St. Austroberta, A.D. 704, had been Abbess of Pavilly (Pauliacencis) in Caux, in Normandy. The Church of Pavilly has a chapel of St. Austroberta, and there is a hamlet of St. Austroberta a few miles north of the town. This sainted virgin, according to the Martiloge, was of the territory of Rone-Rouen. Her festival was kept at Christ Church on February 10 as a Red Letter Day and occurs in the Kalendar in Register K, in the Canterbury Benedictional, and in Hollingbourne's Psalter. Her relics are preserved at the Church of St. Audomar in Rouen except the head, which was placed in the Altar of Our Lady in the Western apse in the Saxon Cathedral (see page 22). Afterwards in the time of Prior Henry of Eastry, it is found in a silver-gilt and enamelled reliquary, which was kept in the great reliquary cupboard next to the High Altar.[15] At the time of the Dissolution this relic probably went the way of the rest, the silver-gilt container to the King's use, and the contents buried.

  1. Op. cit.
  2. Christ Church, Canterbury, MSS.
  3. Brit. Mus. Arundel MS., 68.
  4. Lambeth MSS., 558.
  5. Cotton MS. Claudius A.r.
  6. Stubbs, Registrum Sacrum Anglicanum, 1897.
  7. Willis, Arch. Hist. Cant. Cath., p. 16.
  8. This was a Canterbury Book of Benedictions written about 1025 by an Anglo-Saxon scribe. It does not contain a kalendar like the other MSS. mentioned in the text. It was transcribed and printed by the Henry Bradshaw Society in 1916.
  9. Amongst the Opuscula of Edmer, now preserved in the College of Corpus Christi at Cambridge, is a story with the following title, "De reliquis Sancti Audoeni, et quorundam aliorum sanctorum quæ Cantuariæ in Ecclesia Domini Salvatoris habentur." In the time of King Edgar (A.D. 957) there came to England four clerks, who presented themselves at his court, and asserted that they had brought with them the body of Saint Audoen. And when the King refused to believe this, they appealed to the miraculous power which the relics possessed. Whereupon the King, thinking this to be a matter rather for ecclesiastical judgment than for his own, commanded the attendance of Archbishop Odo, and when he had succeeded in performing several miraculous cures by the contact of the relics in question, the truth of the story was no longer doubted; the King munificently rewarded the bearers of this treasure, and committed it to the charge of the Archbishop, that it might be conveyed to Canterbury, and worthily deposited in Christ Church. As to the four clerks, they accompanied it thither, and were so pleased with the monastery that they became monks, and ended their days therein.

    Capgrave in his Chronicles of England (edited by F. C Hingeston in 1858 for the Rolls Series) has the above in his life of St.
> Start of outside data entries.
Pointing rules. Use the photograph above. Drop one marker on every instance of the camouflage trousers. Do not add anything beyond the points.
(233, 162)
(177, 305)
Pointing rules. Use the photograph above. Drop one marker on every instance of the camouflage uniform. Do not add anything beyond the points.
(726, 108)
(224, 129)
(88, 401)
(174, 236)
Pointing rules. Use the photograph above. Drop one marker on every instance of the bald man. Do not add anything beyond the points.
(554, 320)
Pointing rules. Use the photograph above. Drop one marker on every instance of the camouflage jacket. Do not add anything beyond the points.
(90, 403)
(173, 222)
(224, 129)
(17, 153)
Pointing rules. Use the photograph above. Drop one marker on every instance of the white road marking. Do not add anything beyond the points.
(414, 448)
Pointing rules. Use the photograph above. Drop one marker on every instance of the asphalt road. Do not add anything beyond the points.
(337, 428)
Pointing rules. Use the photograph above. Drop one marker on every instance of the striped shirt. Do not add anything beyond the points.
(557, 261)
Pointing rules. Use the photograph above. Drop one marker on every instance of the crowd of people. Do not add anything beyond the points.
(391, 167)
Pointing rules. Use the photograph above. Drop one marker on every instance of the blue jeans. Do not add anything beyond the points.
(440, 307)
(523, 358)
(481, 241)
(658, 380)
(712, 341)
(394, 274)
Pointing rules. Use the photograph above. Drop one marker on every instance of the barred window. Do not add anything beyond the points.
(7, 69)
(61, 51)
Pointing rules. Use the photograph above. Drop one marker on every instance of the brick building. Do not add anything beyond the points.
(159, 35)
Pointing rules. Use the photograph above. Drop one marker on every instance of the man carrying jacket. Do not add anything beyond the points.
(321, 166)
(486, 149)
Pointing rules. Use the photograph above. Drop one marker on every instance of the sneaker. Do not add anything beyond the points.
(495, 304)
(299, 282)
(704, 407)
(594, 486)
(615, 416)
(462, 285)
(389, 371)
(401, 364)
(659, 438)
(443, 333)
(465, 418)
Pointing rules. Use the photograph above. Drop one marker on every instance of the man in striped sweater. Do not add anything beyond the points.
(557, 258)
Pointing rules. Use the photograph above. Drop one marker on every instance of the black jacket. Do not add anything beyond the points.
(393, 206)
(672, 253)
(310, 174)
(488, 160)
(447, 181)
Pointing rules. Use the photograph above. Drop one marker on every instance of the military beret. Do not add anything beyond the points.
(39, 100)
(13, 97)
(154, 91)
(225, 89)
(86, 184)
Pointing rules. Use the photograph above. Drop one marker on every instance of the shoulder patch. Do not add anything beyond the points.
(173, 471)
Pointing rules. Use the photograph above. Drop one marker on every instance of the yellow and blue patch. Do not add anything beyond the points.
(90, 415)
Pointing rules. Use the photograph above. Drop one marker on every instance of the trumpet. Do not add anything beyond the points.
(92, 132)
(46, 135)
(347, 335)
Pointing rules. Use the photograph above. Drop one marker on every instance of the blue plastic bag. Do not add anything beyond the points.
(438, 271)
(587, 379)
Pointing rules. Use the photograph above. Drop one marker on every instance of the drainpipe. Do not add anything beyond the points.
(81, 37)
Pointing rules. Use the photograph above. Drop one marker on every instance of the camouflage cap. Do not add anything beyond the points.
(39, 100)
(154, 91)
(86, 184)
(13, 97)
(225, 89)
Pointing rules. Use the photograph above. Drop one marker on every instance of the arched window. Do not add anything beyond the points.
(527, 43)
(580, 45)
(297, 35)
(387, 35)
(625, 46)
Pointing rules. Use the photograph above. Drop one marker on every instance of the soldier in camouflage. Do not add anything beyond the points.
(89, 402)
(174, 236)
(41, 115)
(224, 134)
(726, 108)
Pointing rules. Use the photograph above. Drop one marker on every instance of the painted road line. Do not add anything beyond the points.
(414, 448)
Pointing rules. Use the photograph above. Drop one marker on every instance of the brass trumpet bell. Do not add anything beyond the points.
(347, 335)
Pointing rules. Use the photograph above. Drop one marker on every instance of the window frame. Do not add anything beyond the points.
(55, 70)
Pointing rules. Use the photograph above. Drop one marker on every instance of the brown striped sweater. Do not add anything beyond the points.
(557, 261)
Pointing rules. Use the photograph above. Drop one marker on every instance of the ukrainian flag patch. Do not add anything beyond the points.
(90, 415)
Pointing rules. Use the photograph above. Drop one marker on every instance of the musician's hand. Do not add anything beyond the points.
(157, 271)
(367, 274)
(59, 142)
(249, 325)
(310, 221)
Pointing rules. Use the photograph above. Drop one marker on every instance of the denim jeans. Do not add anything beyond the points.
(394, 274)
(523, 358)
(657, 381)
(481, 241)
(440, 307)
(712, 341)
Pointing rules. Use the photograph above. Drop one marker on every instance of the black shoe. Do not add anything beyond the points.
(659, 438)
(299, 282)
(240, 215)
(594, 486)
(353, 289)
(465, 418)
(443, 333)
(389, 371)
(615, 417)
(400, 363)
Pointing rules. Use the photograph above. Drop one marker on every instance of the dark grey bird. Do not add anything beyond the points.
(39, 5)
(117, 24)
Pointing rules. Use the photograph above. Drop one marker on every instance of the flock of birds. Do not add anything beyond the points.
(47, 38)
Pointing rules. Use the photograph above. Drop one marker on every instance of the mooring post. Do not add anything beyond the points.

Audoen. In the Acta Sanctorum (Bollandists), August, Tome iv, p. 803, are some remarks on the fact that there is another entire body of St. Audoen preserved at Rouen, and detached relics of him elsewhere.

  10. Gre. M. Epist. xii. 31.
  11. Dict. of Christian Antiquities, Smith & Cheetham, p. 1772.
  12. Ch. Ch., Cant., MSS.; Archdeacon of Canterbury's Black Book; Cabinet in XYZ.
  13. Brit. Mus. Arundel MS. 68.
  14. Inventories of Canty. Cathl., Legg & Hope, p. 35.
  15. Brit. Mus. Cott. MSS. Galba E. iv.